И еще много, много лет и зим минуло, покуда вырастила травинка в пазушке стебелька махонькое зернышко, а из него возникло невиданное творение природы: хлебный, рисовый, маисовый колосок или кукурузный початок. Будут еще и еще произрастать под солнцем плоды земные, и кусты бобов, и клубни картофеля, и кисточки проса, и хлебное дерево, и всякие другие чудеса, но колосок, сам по себе являющий такую красоту, такое совершенство природы, матери-земле удалось сотворить только раз. Извергнувшись огнем и смерчем, приуготавливаясь к жизни, природа должна была сотворить чудо, и она сотворила его, выполнив предназначение судьбы, веление Бога, для жизни на земле. Будет еще и пламень, ее изжигающий, и лед, ее сковывающий, и смерч, ее разметающий. Но снова и снова воскресало на ней не смытое морской волной, диким камнем не раздавленное, холодом не умертвленное зернышко. Цеплялось корешком за сушу, исторгалось оно долгожданным колоском, чтобы кормить тех, кто возникнет на земле и прозреет для жизни. Пшеница та была невзрачная на вид и звалась полбой.

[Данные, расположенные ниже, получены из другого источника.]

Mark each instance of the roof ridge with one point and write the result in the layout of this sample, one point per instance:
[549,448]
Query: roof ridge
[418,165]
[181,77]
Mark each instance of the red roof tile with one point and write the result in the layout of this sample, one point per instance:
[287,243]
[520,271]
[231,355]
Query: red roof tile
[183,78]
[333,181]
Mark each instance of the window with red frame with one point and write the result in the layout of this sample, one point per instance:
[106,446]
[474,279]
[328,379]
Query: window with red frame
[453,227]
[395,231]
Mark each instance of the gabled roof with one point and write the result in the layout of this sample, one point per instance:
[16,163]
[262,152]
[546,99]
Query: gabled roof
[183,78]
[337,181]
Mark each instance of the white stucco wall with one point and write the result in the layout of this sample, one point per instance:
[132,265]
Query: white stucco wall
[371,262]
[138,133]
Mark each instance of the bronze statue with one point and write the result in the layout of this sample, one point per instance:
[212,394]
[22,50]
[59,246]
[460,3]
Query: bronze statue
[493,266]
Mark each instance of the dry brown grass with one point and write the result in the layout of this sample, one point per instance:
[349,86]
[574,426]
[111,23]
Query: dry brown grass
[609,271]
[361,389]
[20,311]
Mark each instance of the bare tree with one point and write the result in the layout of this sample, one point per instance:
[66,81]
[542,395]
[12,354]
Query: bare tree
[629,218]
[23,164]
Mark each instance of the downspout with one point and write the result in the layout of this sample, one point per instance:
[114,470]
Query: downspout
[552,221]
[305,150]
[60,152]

Много раз пройдет по кругу своему Земля, много раз повернется боком к живительному солнцу, покуда существо под названием человек, размножаясь и расселяясь по земле в поисках хлеба насущного, наткнется на тот колосок, выделит его из многочисленных уже трав и растений, разотрет клыками и почувствует в малом зернышке такое могущество, которое способно вскормить не только род человеческий, но и скот, и птиц, и малых зверушек. Однажды, зажав в когтистой темной горсти зернышко земного злака, человек попытается понять его назначение. Глядя на осыпающиеся пылинки трав, на кружащиеся в воздухе крылатые семена, на прорастающее новой травою, новым колосом с наливающимися в нем зернами цветение, человек поковыряет сучком землю, высыплет из горсти в черную ранку дикий злак.

И восстанет перед двуногим существом маленькое поле колосьев. И с того околышка-пашни начнет совершаться по планете под названием Земля победное шествие пшеничного, просяного, ржаного, рисового семечка и многих-многих растений, не дошедших до нас из утренних времен Земли. Организуясь в хлебное поле, прорастающее зернами ржи, овса, ячменя, риса, кукурузы, гречки, неряшливо-хламная, где болотистая, где огнем оплавленная планета начнет приобретать обжитой, домашний вид, росточком прикрепит человека к земле, а каждый год спелыми хлебами шумящая пашня наградит его непобедимой любовью к хлебному полю, ко всякому земному растению, ко всякой живой душе. Пробудит в нем потребность перенять из природы звуки, превратить их в музыку, зачерпнуть краски земные и небесные и перенести на доску, на камень, выткать узоры на холсте — так создавалась душа человеческая.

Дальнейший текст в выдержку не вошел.